Aphrodite was in the vault.

The thought lands in her head with the certainty and finality of a thunderbolt.

Zeus was pissed. Why was she pissed?

Because the father she'd put so much effort to imprison had been released.

Had been reborn. Gods get reborn. Dead relics to twin gods Athena and Mars, trapped in a submerged and temple, needing to be purged and rededicated to the proper gods of war.

Chronos, the titan. Aphrodite, the titan. The desire that destroys.

How do you change the results? You can't target the gods. You have to target the seats, you have to target the laws, you have to change the constants and she can feel the thoughts whirl, see the lighter, see it click see it change see it mold and break and reform and--

And disappear.

She has to know. She has to understand and she can see the world in shades of lavender and she has to know and this is the one chance to meaningfully change the world and make something different, something better and--

She has to come back when Mosaic isn't there to stop her. Has to know. Has to hear Vesper speak.

She has to know.
Purple eyes.

She's always been struck by his eyes, you know? Purple, but in the way a nebula is purple. Deep, like you could fall inside them and never hit bottom.

Those eyes look like he's just told the best joke, and is caught in the split second between punchline and laughter.

A whole--

Just like that? A whole universe, in a typewriter?
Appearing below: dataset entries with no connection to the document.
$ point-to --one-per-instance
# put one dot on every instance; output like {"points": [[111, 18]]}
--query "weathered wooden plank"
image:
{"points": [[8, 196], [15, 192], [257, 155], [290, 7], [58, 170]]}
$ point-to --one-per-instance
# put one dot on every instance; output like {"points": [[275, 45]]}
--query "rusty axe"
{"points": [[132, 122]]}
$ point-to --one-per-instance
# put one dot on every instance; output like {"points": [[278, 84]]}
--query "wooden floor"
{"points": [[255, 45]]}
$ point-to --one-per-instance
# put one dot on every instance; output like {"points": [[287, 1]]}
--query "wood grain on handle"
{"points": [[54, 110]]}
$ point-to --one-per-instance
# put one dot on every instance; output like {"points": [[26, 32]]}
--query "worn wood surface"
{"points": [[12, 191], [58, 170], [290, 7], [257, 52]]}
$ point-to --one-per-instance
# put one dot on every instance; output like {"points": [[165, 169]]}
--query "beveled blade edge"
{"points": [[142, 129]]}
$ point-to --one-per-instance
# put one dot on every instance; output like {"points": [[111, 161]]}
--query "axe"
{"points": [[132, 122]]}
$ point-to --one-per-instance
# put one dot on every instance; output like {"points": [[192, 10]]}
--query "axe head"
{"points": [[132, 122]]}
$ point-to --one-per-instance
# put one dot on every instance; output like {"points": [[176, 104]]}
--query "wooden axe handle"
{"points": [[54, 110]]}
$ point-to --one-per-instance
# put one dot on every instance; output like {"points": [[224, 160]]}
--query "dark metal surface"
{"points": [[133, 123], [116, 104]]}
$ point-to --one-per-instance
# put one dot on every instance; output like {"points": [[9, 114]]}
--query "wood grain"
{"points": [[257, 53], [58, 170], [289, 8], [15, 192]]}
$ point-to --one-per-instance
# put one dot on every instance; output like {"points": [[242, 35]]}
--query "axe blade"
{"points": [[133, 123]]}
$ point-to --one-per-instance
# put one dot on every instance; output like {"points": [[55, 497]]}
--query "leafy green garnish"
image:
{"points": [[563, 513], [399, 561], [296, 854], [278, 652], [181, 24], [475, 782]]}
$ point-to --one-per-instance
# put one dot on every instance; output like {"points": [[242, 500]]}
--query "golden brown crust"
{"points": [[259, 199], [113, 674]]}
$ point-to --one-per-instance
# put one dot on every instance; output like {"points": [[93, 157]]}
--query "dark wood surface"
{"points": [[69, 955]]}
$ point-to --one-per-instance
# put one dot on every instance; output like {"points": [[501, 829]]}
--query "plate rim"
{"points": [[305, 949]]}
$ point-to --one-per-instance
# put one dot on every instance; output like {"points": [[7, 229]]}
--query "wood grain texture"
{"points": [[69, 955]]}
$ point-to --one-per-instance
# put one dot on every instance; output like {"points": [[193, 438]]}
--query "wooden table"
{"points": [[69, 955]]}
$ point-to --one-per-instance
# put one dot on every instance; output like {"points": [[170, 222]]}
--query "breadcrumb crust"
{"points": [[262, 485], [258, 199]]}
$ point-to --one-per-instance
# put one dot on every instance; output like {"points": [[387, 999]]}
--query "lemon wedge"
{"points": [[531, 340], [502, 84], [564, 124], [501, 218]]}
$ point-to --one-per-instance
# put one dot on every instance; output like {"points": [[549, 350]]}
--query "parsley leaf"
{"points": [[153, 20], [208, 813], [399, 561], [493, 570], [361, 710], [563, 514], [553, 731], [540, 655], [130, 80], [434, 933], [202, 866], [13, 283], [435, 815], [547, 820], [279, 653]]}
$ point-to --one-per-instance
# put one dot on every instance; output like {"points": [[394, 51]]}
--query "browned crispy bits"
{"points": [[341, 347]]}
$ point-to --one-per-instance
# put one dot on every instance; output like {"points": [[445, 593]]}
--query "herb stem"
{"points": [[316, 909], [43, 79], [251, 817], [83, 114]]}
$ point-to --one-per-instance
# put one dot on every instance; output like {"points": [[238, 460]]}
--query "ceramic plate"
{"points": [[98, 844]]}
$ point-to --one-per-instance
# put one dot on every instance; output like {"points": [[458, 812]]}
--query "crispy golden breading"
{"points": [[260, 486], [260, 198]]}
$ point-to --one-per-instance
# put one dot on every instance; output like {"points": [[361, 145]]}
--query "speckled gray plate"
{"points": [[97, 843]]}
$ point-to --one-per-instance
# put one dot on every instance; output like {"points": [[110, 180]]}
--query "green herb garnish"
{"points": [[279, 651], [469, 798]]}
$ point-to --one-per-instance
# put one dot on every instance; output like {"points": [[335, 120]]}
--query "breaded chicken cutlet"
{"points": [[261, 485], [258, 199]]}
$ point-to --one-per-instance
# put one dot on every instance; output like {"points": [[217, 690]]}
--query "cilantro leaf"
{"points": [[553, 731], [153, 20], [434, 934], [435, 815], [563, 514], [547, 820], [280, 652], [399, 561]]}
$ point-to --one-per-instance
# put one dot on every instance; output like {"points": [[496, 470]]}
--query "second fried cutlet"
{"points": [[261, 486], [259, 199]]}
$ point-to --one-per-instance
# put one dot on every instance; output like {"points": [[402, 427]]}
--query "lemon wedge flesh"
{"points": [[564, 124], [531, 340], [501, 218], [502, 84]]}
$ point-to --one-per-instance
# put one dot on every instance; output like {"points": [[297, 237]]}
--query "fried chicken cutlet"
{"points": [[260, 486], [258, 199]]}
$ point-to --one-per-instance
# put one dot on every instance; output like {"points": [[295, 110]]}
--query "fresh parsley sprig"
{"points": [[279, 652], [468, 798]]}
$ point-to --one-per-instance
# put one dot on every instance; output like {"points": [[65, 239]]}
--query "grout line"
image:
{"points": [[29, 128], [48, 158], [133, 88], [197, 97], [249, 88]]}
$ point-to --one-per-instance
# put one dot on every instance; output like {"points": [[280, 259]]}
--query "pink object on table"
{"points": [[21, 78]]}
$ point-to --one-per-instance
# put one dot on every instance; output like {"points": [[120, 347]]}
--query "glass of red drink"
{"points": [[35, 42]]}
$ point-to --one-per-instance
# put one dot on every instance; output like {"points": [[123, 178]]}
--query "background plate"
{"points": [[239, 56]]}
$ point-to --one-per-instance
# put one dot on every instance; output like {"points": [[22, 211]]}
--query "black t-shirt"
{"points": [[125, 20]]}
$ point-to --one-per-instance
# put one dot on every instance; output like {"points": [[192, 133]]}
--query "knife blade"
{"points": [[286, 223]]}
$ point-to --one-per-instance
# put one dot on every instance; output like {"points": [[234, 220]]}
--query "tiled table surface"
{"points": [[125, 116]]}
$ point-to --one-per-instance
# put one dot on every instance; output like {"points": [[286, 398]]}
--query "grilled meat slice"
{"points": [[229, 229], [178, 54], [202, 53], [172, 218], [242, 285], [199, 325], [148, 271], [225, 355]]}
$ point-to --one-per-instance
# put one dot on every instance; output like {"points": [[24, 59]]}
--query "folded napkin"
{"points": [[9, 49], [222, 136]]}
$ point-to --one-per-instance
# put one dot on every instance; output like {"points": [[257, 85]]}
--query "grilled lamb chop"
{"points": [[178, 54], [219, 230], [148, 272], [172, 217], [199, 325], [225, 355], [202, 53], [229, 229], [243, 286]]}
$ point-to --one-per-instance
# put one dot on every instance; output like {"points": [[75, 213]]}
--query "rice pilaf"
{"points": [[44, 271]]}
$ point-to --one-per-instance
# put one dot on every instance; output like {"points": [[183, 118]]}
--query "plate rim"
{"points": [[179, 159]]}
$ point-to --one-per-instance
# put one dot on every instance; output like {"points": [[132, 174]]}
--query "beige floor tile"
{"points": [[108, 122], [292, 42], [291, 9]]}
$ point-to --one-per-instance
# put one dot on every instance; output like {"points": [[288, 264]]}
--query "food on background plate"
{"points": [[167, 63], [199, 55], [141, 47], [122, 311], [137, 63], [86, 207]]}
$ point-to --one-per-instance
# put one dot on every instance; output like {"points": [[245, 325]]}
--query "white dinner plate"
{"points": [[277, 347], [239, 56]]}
The implications are explosive! The seats do the decisions? It makes sense--you can't solve structural problems with personal addresses, but--

So if you replaced the gods--

Could you even replace the gods? Would it do anything? How would--

She could find out. Right? If Vesper can rewrite reality to--

Fuck, that just caught up with her. That's-- Is there a single well-adjusted person on--

Well, no, no, and if the Generous Knight was right, that's objectively correct--

She could--

The experimental possibilities. To rewrite time. To rewrite the gods! To rewrite herself, the Skies, the what-ifs--

She can. What would she even ask? What if I--

Dionysus's stare is like a drill, a pressure, a weight on her. Why does he even want her to-- Does he have a-- No, of course no, Dionysus never plans, so why does he--

She's hovering, she realizes. She--Gods help her, she does want to touch it. To have your fingers on the levers of the universe. She could spend days--no, no, years toying with this. Figuring out what happens if she does this or if she does that, like a perfect oracle.

… Is it real? It can't be real. It's an artifact, a gift, a, a,

An icy chill runs down her neck.

What does it mean to be real? When there are--no, not swords, the sword is different, but, you know. Crystals. Guns. Whatever they are, of Hades, summoning alternative selves, alternative versions. Is this the same thing? If she--

She stares at the levers, fingers frozen in the act of reaching out.

If she changes the universe, it's a blink of an eye for her. An instant rejiggering of time and space, all in a handy jug of a universe where nothing bad spills out.

She could find out what things would be like for herself if she. Well, you know, if she hadn't made any number of decisions. If she hadn't been a knight. What things would be like in a world where she had never needed to become a knight, because she'd been more normal. If she'd ignored the push of prophecy. If she hadn't saved the Pix.

She doesn't regret those choices, but at the same time, they hang over her, a never-ending stream of what-ifs. You can't live your life that way.

But also, if you-- If you fall down the well of seeing everything else, you can't live today, either.

… Is it real for them? If she moves a lever, makes a decision, what happens to the people on the inside?

Well, the same thing that happens to people when she makes a decision on the outside. Except on the outside, there aren't do-overs. There are real relationships that suffer, real people that suffer, and you can't take it back. You can't try and retry until you--

It's real enough. It's real enough that her hand is already shrinking away from the levers of power by the time the snarl reminds her that there are more than three people in the room right now.

And to her credit, she doesn't flinch! She was already decided!

What was it that Demeter did?

"I'm also curious how it works."

Eloquent as always, Dyssia, your teachers would be proud.